Coming Full Circle: Contributing to the Python Project Matrix-Nio


Somewhere around 15 years ago, I started learning Python because I’d gotten deep into genealogy and started using the free and open source project Gramps. As I was also pretty deep into free software (somewhere around that time I became a supporting member of the FSF for a few years – and I think my smile.amazon.com still donates to them) I got interested in the idea of helping projects by contributing code. Python seemed like it wasn’t too hard to learn (compared to C++), so I started learning. I never did end up contributing to Gramps as I found GUI programming incredibly hard. In fact, it was something like 6 years ago before I created some useful GUIs (that weren’t copied out of tutorials) and only last year that I started making good, competent GUIs using the QT toolkit.

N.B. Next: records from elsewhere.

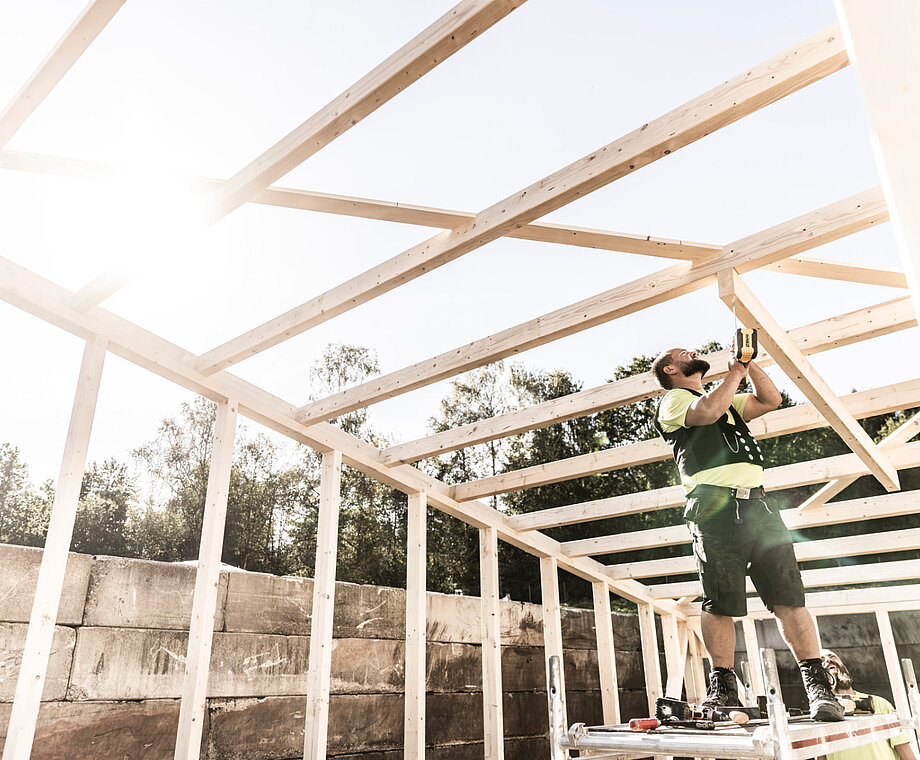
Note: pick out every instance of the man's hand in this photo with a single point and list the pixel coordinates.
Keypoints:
(706, 410)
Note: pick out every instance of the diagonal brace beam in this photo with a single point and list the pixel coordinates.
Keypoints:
(735, 293)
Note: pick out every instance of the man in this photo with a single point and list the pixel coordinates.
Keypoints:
(732, 525)
(897, 748)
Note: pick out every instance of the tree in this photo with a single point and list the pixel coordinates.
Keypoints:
(107, 494)
(24, 512)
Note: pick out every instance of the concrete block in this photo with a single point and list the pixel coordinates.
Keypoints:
(12, 641)
(20, 575)
(125, 663)
(261, 603)
(272, 728)
(92, 731)
(134, 593)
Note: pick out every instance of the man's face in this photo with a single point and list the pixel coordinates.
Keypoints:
(688, 362)
(837, 670)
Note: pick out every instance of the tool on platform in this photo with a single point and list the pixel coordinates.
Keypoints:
(668, 710)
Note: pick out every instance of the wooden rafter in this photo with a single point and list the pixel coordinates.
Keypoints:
(738, 296)
(845, 329)
(793, 69)
(871, 508)
(849, 602)
(780, 422)
(882, 40)
(459, 26)
(803, 233)
(870, 572)
(805, 551)
(775, 479)
(91, 21)
(902, 435)
(38, 296)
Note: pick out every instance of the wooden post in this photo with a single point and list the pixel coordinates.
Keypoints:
(552, 623)
(493, 716)
(649, 641)
(675, 654)
(696, 674)
(320, 664)
(755, 662)
(881, 40)
(892, 663)
(606, 653)
(416, 671)
(37, 648)
(207, 579)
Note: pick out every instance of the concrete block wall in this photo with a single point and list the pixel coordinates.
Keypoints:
(116, 671)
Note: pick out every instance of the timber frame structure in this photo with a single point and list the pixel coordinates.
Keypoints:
(878, 38)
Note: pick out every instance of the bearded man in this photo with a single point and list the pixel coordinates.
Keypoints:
(734, 530)
(896, 748)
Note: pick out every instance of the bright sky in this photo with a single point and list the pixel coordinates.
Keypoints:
(203, 87)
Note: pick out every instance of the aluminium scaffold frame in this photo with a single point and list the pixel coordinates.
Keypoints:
(878, 40)
(779, 737)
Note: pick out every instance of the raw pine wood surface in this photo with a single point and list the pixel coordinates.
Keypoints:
(803, 233)
(842, 330)
(448, 34)
(759, 86)
(739, 297)
(87, 26)
(207, 586)
(37, 648)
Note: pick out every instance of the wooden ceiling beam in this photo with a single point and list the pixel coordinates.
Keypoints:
(775, 479)
(844, 329)
(869, 572)
(780, 422)
(898, 437)
(741, 299)
(805, 551)
(75, 41)
(52, 303)
(855, 510)
(450, 33)
(808, 231)
(757, 87)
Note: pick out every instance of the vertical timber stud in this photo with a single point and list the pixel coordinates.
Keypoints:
(207, 579)
(37, 648)
(696, 675)
(890, 651)
(755, 663)
(493, 714)
(320, 665)
(882, 43)
(606, 654)
(675, 654)
(649, 641)
(416, 672)
(552, 624)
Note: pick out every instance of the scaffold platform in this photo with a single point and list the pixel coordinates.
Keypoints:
(777, 737)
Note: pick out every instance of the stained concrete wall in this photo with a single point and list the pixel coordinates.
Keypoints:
(116, 671)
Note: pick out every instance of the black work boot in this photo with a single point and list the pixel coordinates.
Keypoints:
(822, 703)
(723, 689)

Slowly I created more complex Python programs that solved various problems I had. But it was in 2019 that I started making complex projects with pytest, flake8, learning about decorators, etc and started reaching a certain level of mastery in the language. (Which is not to say mastery of the language, but certainly rising above casual tinkerer beginner level)

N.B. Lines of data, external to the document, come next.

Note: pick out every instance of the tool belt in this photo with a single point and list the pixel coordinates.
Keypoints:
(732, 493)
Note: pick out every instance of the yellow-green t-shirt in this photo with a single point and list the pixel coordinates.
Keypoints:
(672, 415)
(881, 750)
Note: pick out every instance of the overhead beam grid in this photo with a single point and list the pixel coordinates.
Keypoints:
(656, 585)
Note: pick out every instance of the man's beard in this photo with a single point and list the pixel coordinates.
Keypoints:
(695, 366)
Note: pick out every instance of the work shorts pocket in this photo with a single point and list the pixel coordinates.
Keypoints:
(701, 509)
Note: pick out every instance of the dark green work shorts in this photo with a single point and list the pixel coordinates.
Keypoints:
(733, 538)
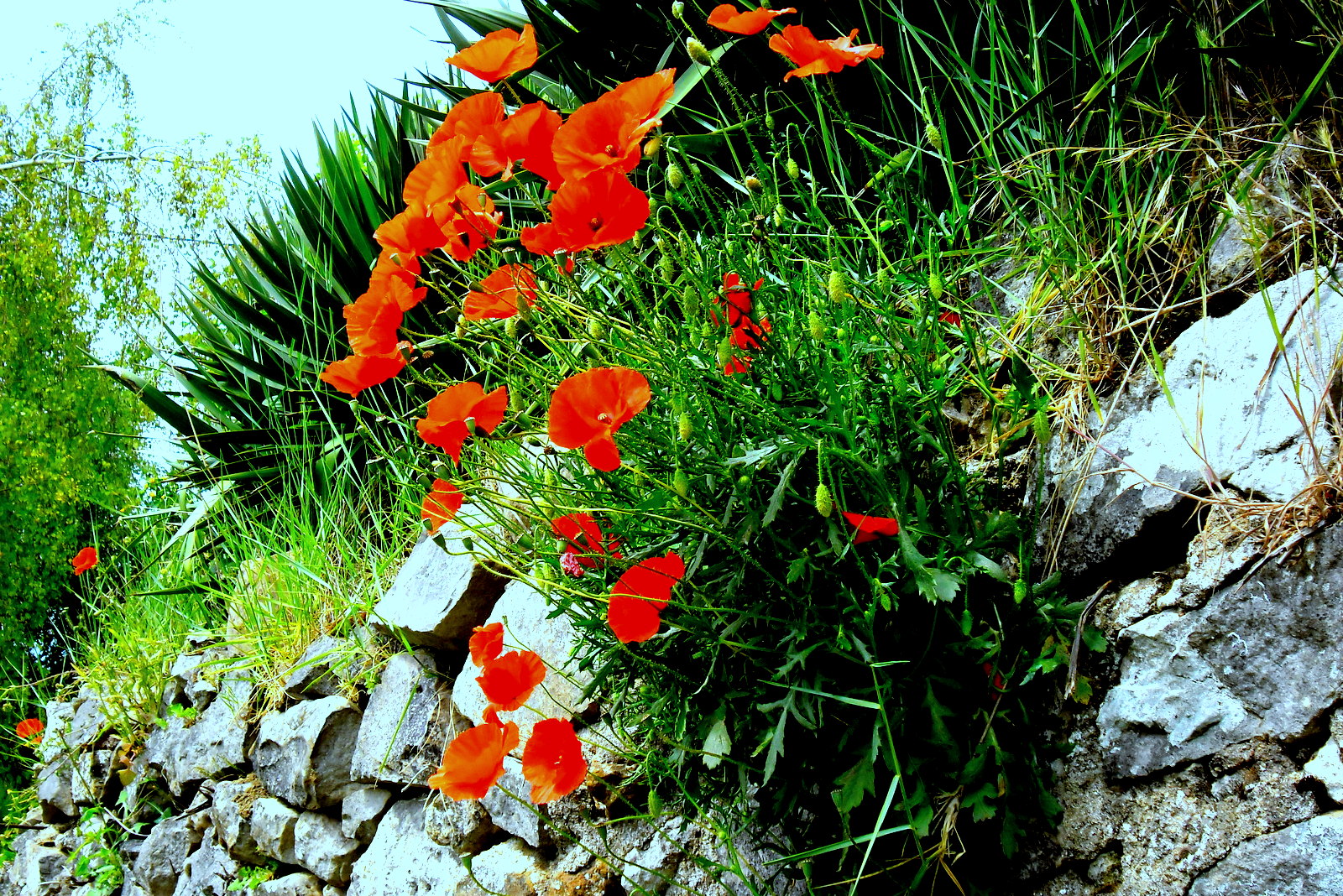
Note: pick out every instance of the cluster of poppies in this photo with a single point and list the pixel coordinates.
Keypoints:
(473, 762)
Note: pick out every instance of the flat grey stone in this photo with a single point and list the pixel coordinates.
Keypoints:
(438, 596)
(302, 755)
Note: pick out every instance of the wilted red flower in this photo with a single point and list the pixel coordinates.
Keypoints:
(30, 730)
(500, 291)
(870, 528)
(85, 560)
(442, 503)
(499, 54)
(586, 544)
(474, 761)
(604, 208)
(510, 679)
(725, 18)
(606, 133)
(359, 372)
(588, 407)
(641, 595)
(447, 414)
(816, 56)
(552, 761)
(487, 643)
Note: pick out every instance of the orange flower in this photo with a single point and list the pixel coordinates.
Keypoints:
(641, 595)
(447, 412)
(474, 761)
(85, 560)
(30, 730)
(725, 18)
(371, 322)
(604, 208)
(359, 372)
(500, 293)
(606, 133)
(588, 407)
(870, 528)
(816, 56)
(552, 761)
(487, 643)
(499, 54)
(510, 679)
(442, 503)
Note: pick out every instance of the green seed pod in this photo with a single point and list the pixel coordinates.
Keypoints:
(836, 286)
(935, 286)
(817, 326)
(825, 503)
(698, 53)
(933, 137)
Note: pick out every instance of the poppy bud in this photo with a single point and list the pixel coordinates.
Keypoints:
(933, 137)
(825, 503)
(836, 287)
(698, 53)
(818, 326)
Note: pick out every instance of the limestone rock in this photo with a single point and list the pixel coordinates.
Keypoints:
(313, 675)
(297, 884)
(163, 859)
(1212, 420)
(322, 849)
(523, 611)
(360, 810)
(273, 829)
(406, 723)
(440, 595)
(302, 755)
(1304, 860)
(383, 869)
(1241, 667)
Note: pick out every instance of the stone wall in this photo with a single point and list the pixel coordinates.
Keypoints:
(327, 789)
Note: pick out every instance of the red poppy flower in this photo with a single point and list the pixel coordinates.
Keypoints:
(588, 407)
(442, 503)
(816, 56)
(586, 544)
(725, 18)
(870, 528)
(447, 414)
(487, 643)
(474, 761)
(604, 208)
(85, 560)
(552, 761)
(606, 133)
(371, 324)
(500, 293)
(359, 372)
(641, 595)
(499, 54)
(30, 730)
(510, 679)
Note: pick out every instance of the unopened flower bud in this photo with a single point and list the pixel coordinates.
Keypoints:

Also, long-time readers of the blog know that I support self-hosting so that you’re not the product and also so that services can’t be yanked away from you, so recently I started running my own matrix.org server, using the Synapse reference implementation. (In case you don’t know, Matrix is a federated version of a Slack-like app – basically IRC on steroids). As part of my garage IOT project, I wanted to have it be able to send a message into a Matrix room to let me know if the door has opened or closed. So I needed a Python library to interact with Matrix (rather than speaking at the level of http GET and POST urls). That led me to matrix-nio, the library recommended by the Matrix devs since they’re unable to maintain their own Python SDK.

I wanted to be able to have the user try and register their bot if they didn’t already have an account for it on their matrix server, but matrix-nio lacked both registration and deactivation methods. I put in a feature request for those features. When poljar, the project maintainer, marked it as a good issue for a beginner, I decided to jump in and try and implement it myself. It wasn’t easy – it involved Python’s async library, which I know nothing about, and a way of implementing the repo that was very different from the way I would have done it (not wrong, just different – and probably more like how I should do it given poljar’s experience programming). But I’m now the 3rd biggest contributor to the code base and I still haven’t implemented my deactivation code!

It’s pretty awesome to finally be able to give back to an open source project! I hope many others will be able to benefit from my code.